Write access to a 2D buffer results in an an illegal memory access (CUDA_ERROR_ILLEGAL_ADDRESS) for specific buffer sizes n*n.
When running on one of my Nvidia GPUs, the following code works well for n = 1000, 1400, 1800, and 2000, but it crashes for n = 1200 and 1600. Running the same code on a CPU works well for all tested n.

	sycl::queue q;
	const int n = 1000;  // n = 1200;
	std::vector<int> c(n*n);
	sycl::range<2> r(n, n);
	sycl::buffer cBuf(, r);

	q.submit([&](auto &h) {
		sycl::accessor cAcc(cBuf, h, sycl::write_only);
		h.parallel_for(r, [=](auto index) {
			cAcc[index] = 0; // crash

Hi @christoph.stamm,

Thanks for your report, I’ve confirmed that this happens on the 2024 release of oneAPI. I will try to reproduce it on the master branch as well.

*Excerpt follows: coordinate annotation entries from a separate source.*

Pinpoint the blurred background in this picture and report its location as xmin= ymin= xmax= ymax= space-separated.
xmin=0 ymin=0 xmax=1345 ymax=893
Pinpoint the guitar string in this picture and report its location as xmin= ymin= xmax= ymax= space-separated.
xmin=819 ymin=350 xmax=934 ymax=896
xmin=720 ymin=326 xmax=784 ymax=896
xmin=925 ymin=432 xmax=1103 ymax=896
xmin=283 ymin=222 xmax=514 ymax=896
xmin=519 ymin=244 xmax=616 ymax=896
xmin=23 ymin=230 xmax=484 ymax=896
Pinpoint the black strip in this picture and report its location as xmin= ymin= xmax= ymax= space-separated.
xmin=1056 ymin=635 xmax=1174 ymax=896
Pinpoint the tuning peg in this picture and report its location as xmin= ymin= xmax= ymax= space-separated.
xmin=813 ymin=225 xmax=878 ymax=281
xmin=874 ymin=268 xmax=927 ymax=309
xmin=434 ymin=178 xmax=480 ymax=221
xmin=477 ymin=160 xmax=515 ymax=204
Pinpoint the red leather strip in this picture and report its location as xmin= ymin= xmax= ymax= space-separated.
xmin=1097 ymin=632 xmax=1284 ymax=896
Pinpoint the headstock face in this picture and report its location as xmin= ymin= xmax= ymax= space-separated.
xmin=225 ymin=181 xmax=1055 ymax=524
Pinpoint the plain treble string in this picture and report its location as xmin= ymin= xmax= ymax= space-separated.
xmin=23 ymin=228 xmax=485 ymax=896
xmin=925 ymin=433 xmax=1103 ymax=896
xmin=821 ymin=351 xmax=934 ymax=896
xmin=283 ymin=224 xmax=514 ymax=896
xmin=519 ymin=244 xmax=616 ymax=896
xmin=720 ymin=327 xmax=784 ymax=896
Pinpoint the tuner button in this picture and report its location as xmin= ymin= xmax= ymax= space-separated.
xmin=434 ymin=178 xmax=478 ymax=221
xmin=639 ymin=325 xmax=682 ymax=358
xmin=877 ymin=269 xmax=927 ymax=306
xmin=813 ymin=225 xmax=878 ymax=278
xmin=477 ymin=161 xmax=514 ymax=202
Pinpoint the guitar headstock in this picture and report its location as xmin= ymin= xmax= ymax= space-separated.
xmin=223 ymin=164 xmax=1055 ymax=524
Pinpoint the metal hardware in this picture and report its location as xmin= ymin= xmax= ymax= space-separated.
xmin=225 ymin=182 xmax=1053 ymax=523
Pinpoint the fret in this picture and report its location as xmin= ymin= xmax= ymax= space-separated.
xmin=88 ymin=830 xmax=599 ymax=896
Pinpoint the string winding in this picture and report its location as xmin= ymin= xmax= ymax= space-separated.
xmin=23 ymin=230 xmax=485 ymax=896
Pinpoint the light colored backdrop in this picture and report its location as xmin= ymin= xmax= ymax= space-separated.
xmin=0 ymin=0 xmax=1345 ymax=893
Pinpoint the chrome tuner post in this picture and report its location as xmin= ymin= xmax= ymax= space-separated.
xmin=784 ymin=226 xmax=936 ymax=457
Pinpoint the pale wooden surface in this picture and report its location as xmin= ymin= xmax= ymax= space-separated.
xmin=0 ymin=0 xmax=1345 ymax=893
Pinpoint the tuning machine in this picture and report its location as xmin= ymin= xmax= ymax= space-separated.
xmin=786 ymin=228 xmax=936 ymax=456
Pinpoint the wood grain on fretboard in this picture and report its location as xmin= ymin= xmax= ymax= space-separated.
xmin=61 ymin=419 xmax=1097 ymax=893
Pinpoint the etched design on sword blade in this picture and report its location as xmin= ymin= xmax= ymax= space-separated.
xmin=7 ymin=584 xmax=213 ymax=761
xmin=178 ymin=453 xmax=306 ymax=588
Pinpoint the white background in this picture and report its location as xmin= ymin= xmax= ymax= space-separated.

Meanwhile, you can use USM, which shouldn’t have this problem, or you can try using buffers without the (pointer, range) constructor, then initialise the buffers on the device. As far as I can tell the problem is somewhere in the 2D copy code, but I’ve not been able to find out much more than that.

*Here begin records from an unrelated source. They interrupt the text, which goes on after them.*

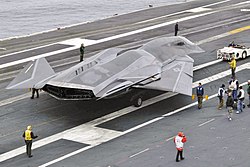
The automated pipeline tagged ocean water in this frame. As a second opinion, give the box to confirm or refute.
[0,0,186,39]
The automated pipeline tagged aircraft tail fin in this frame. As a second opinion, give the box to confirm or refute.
[6,58,55,89]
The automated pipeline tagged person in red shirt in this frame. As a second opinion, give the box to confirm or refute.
[174,132,187,162]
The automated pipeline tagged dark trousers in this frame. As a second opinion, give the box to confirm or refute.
[231,68,236,78]
[218,96,224,109]
[176,150,183,161]
[197,95,203,109]
[31,88,39,99]
[25,140,32,156]
[80,53,83,62]
[174,30,178,36]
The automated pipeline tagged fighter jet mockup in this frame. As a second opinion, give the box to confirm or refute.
[7,36,203,106]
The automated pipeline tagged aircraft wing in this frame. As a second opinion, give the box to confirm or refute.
[139,57,193,96]
[6,58,55,89]
[96,36,204,97]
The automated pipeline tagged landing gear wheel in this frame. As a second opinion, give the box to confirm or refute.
[133,96,142,107]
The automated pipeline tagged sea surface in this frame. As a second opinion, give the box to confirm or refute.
[0,0,186,39]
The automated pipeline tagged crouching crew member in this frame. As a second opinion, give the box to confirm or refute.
[23,125,38,158]
[174,132,187,162]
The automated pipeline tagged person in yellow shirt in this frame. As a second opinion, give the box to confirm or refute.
[23,125,38,158]
[229,56,236,78]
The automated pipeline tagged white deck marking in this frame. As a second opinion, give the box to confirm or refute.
[199,118,215,127]
[187,7,212,13]
[240,9,250,12]
[0,24,249,162]
[0,63,247,167]
[0,12,215,69]
[129,148,149,158]
[0,1,248,69]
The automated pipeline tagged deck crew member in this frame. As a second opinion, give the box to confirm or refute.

You can also use try/catch blocks and the queue exception handler to get more information when things like this happen in future, though CUDA has a bit of a habit of returning errors from previous launches through the next API call you make, which can confuse the issue a little.

Thank you for the report,

This isn’t a buffer specific issue, it is a problem with parallel_for when using a range. The problem has been fixed and parallel_for range works with any size in the open source intel/llvm. This fix will make its way into a release soon. Probably in 2024.2.
If you switch to using an nd_range kernel then there is no issue in the current release, so that might be a solution for now, unless you want to use the open source repo that already has the fix.

Thanks a lot for your reply! nd_range works well and it gives a much better performance by specifying a useful local range.

Yes nd_range should pretty much always be used for gpu programming. I suspect that also for a program where you want it to be portable across gpu/cpus, it will make sense to use nd_range because

  • allows specification of ideal gpu work-group size (block size in cuda parlance) which is absolutely key for gpu performance.
  • Shouldn’t affect cpu implementation negatively irrespective of workgroup size.

For the second point I can’t stake my life on this because I’ve never tested this supposition myself, and it is possible that I am wrong, but I don’t think the concept of workgroup size really makes much sense for cpus generally and I guess that the implementation effectively ignores it. I think the subgroup maps more naturally onto the number of cpu threads allocated as the “device”, and this is set without user specification normally.